It may be that realloc does NOT reuse immediately the memory block.
In that case this bug is invisible until the memory allocation system
reuses the block.

When the allocator returns a pointer to this block, it may be that
the part of the block that is overwritten is no longer used
by the program...

OR it may be that SUDDENLY you see (after hours and hours of debugging)
that SUDDENLY a variable mysteriously changes its value
without any affectation to it!

I have had bugs like this.

I do not wish anyone here one of those!

jacob

推荐答案

jacob navia写道:
jacob navia wrote:

最近,我们有一个关于GC的非常热门的话题,通常是

参数(for,cons等)被交换。
Recently, we had a very heated thread about GC with the usual
arguments (for, cons, etc) being exchanged.



使用GC,GC指示free()何时发生,并且这具有语义
的含义。对于真正的OO系统通常更是如此。在C中它实际上没什么大不了的,因为记忆真的是你唯一关心的事情。

With GC, the GC dictates when free() happens, and this has semantic
implications. Usually much more so for true OO systems. In C its
actually less of a big deal since memory is really the only thing that
you care about.


在其中一个主题中,我们遇到了realloc问题。


什么是realloc问题?


好​​吧,它开始了成功的realloc:


char * q = realloc(p,2 * n); //对于n size_t,一个简单的

//指数策略。


此时p是* invalid *,还有它的所有别名。
In one of those threads, we came into the realloc problem.

What is the realloc problem?

Well, it begins with a successfull realloc:

char *q = realloc(p,2*n); // for n size_t, a simple
// exponential strategy.

At this point p is *invalid*, and also ALL its aliases.



C没有声明*如何实现这些函数*。事实上,对p的分配的

引用计数根本不需要减少。

如果机制减小了大小或者需要新的分配,那么

a必须生成新的分配并存储在q中,否则q是

简单地添加到该内存位置的引用列表中(在

可能被扩展之后,但留在原地)。不可避免之后p =

q;操作,曾经指向的p失去一个参考,并且无论q指向哪一个,都是
。我没有看到问题。


即,您将在功能上实现与q = malloc相同的

(2 * n);免费(p); (在GC系统中,我假设free(p)基本上是一个

no-op)并且只是利用你可以简化它的情况

enlarge( p,2 * n); q = p;


-

Paul Hsieh
http://www.pobox.com/~qed/
http://bstring.sf.net/

C does not state *how* these functions are implemented. In fact the
reference count on the allocation for p need not be decreased at all.
If the mechanism decreases the size or requires a new allocation, then
a new allocation must be generated and stored in q, otherwise q is
simply added to the list of references for that memory location (after
possibly being expanded, but left in place). After the inevitable p =
q; operation, what p used to be pointing at loses one reference, and
whatever q is pointing at gains one. I don''t see the problem.
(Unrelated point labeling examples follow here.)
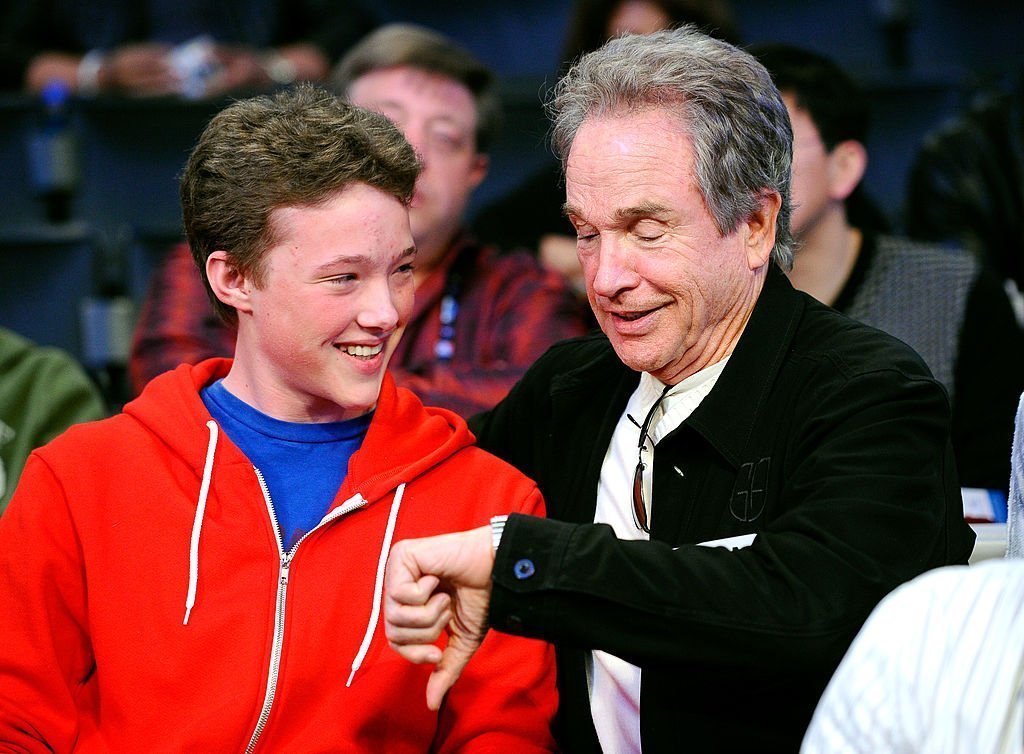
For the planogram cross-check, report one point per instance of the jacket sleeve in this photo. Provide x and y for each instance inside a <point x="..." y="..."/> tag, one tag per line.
<point x="177" y="324"/>
<point x="524" y="310"/>
<point x="988" y="379"/>
<point x="505" y="699"/>
<point x="867" y="500"/>
<point x="45" y="657"/>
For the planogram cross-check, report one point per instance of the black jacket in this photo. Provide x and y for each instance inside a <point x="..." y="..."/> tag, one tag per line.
<point x="827" y="438"/>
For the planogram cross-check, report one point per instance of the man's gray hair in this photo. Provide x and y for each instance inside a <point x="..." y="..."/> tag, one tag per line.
<point x="740" y="131"/>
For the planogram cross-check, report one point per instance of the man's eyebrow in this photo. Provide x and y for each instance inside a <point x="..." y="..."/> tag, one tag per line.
<point x="343" y="260"/>
<point x="626" y="214"/>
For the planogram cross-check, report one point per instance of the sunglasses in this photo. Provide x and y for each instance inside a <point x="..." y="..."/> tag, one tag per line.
<point x="639" y="505"/>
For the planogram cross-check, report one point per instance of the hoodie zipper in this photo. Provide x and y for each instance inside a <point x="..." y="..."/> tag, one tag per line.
<point x="357" y="501"/>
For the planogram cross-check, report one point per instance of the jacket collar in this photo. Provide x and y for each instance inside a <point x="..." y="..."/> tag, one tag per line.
<point x="726" y="418"/>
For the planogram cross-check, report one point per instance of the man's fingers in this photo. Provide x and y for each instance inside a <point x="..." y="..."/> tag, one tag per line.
<point x="453" y="661"/>
<point x="416" y="624"/>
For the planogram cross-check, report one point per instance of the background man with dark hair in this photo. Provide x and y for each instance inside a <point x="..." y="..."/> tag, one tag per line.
<point x="735" y="473"/>
<point x="480" y="319"/>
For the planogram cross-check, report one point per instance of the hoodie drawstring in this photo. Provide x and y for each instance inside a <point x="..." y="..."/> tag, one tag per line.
<point x="204" y="491"/>
<point x="375" y="612"/>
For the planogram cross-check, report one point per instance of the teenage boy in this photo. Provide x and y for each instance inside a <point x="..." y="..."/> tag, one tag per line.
<point x="204" y="572"/>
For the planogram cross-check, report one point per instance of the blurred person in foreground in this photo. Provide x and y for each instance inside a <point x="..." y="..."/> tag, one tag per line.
<point x="480" y="319"/>
<point x="204" y="572"/>
<point x="735" y="473"/>
<point x="42" y="392"/>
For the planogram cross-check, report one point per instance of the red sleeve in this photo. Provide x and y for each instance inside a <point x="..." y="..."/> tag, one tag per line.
<point x="177" y="323"/>
<point x="45" y="656"/>
<point x="514" y="313"/>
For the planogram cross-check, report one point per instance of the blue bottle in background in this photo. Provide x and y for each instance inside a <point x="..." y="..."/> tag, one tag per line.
<point x="53" y="169"/>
I.e, you would implement as equivalent in functionality to q = malloc
(2*n); free (p); (in a GC system, I assume that free(p) is basically a
no-op) and just exploit the case where you can just simplify that to
enlarge(p, 2*n); q = p;

--
Paul Hsieh
http://www.pobox.com/~qed/
http://bstring.sf.net/


我们****** @ gmail.com 写道:

jacob navia写道:
jacob navia wrote:

>>最近,我们有一个非常激烈的关于GC的帖子,其中包含了通常的
参数(for,cons等)。
>>Recently, we had a very heated thread about GC with the usual
arguments (for, cons, etc) being exchanged.
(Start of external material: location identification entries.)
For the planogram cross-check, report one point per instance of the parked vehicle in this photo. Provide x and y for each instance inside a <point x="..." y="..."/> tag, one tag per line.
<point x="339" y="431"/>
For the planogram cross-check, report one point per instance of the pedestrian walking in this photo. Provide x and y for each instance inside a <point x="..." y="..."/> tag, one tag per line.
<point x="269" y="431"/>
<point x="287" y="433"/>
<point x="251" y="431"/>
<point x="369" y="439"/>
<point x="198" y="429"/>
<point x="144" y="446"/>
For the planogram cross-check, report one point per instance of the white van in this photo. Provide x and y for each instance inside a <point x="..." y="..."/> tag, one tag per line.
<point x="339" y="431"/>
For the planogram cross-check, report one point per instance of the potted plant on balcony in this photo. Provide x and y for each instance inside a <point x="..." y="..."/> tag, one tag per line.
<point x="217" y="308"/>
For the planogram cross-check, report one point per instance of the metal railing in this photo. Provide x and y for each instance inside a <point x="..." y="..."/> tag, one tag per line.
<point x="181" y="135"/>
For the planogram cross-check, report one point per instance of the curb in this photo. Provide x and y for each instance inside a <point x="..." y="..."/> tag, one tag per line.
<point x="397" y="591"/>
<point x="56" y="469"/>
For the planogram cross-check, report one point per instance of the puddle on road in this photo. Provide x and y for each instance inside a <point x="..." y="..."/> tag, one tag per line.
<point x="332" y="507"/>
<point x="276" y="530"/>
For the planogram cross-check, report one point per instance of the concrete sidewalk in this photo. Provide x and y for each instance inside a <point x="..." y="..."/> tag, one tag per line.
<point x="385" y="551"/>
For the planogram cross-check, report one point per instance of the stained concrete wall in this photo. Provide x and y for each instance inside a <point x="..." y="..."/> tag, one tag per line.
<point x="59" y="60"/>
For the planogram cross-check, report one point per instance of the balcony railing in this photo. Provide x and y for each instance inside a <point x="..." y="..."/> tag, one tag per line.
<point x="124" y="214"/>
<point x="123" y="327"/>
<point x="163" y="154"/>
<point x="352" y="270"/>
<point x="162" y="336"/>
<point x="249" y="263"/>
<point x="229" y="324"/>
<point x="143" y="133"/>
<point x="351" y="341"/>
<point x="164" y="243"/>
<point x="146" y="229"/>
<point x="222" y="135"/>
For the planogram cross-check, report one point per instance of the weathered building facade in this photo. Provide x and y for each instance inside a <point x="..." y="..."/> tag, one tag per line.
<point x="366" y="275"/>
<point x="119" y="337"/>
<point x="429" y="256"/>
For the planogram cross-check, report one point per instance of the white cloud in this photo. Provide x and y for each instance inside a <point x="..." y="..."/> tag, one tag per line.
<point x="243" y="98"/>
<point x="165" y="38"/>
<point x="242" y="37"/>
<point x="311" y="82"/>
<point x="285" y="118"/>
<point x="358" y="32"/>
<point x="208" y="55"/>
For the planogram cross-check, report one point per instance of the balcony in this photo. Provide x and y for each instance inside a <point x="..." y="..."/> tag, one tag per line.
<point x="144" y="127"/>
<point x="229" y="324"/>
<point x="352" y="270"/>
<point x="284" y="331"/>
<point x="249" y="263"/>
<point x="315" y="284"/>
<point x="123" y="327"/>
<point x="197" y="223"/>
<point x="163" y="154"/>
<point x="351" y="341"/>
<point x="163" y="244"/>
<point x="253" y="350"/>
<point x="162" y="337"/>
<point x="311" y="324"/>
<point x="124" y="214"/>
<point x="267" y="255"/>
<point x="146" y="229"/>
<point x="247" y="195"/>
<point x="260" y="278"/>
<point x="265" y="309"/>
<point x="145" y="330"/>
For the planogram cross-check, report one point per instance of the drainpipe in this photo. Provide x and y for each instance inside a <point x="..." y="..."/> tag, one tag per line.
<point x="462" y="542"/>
使用GC,GC决定free()何时发生,并且这具有语义
的含义。对于真正的OO系统通常更是如此。在C中它实际上没什么大不了的,因为记忆真的是你唯一关心的事情。



With GC, the GC dictates when free() happens, and this has semantic
implications. Usually much more so for true OO systems. In C its
actually less of a big deal since memory is really the only thing that
you care about.


>>在其中一个主题中,我们遇到了realloc问题。

什么是realloc问题?

嗯,它开始了成功的realloc:

char * q = realloc(p,2 * n); //对于n size_t,一个简单的
//指数策略。

此时p是* invalid *,还有它的所有别名。
>>In one of those threads, we came into the realloc problem.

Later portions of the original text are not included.